Sex for the first time. What do you need to know? 👀

This week we are sharing with you some important aspects to consider when starting your sex life. Starting your sex life is equally emotional to adolescent girls and boys, but for this week we want to focus on offering guidance to girls. In order to have a positive and meaningful experience, it is vital to trust your partner, communicate your feelings and take measures to have a healthy sexual experience.

Let’s dive in!


Communication and Trust

Communication is key for a wonderful first experience. It is essential to notify your partner that it is your first time having sex. Trust is built on communication and supporting each other.

By communicating your feelings, expectations and fears, your partner can understand you and share the experience of a first time in complete trust.



Consent

When engaging in a sexual activity asking and giving consent is primordial.

Studies show that young people usually indicate their consent for a sexual activity through non verbal cues (not saying no, not refusing partner’s advances, maintaining eye contact). Because of the non verbal ways to consent to a sexual activity, wrong interpretations can occur, especially as women and men may communicate and interpret consent in different ways.
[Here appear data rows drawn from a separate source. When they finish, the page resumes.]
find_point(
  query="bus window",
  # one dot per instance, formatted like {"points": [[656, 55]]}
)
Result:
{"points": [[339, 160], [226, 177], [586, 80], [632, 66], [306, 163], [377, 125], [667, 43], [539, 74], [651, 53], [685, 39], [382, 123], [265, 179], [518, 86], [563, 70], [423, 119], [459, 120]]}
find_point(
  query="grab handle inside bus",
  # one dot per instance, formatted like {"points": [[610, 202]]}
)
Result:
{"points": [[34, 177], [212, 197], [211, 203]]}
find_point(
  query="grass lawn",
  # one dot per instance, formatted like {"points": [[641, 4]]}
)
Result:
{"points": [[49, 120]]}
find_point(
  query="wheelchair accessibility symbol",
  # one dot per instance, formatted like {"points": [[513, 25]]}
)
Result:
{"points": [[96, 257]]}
A traditional sexual context may present itself in various ways as women and men may interpret consent differently. In heterosexual relationships, men are expected to initiate sex and women to accept or not accept the sexual proposal. Therefore, many times women are being considered “gatekeepers”. This term is associated with the traditional and outdated idea that sex between a man and a woman is a transaction, when in the past men would propose sex and women would accept it in exchange of marital status. This idea is of course erroneous, as sex is an activity that should be performed for the pleasure of both parties. Furthermore the principle of consent is applicable for everyone and any possible relationship, not only the heterosexual ones.

In order to communicate consent properly, it is advisable to use verbal cues.

The video below offers some guidance. Would you like a cup of tea?


Source: Copyright ©2015 Emmeline May and Blue Seat Studios



Foreplay

Foreplay is an important aspect for a pleasurable sexual experience, especially for women. Women need physical and mental stimulation in order to be aroused. Foreplay prepares the mind and the body for comfortable intercourse. Beside the sexual organs, the human body has multiple erogenous parts (lips, neck, breasts, back, inner thigh, arms, feet, etc.) that can be stimulated prior to sexual penetration.

Especially in the beginning, when a woman starts her sexual activity, she might be tense, afraid of the intercourse and nervous. If the mind and body is not aroused, vaginal dryness can occur, which reduces the vaginal lubrication and makes intercourse painful. Using lube helps in this situation, as it reduces friction and the risk of injury during sex.

Everyone is different, therefore various activities such as a romantic dinner, dancing, a massage, oral sex, self pleasure, talking, sexting and many other things can be considered foreplay.

Studies show that women and men perceive the appropriate duration of foreplay before intercourse differently. Talk with your partner, tell him/her what turns you on, have patience and most of all fun.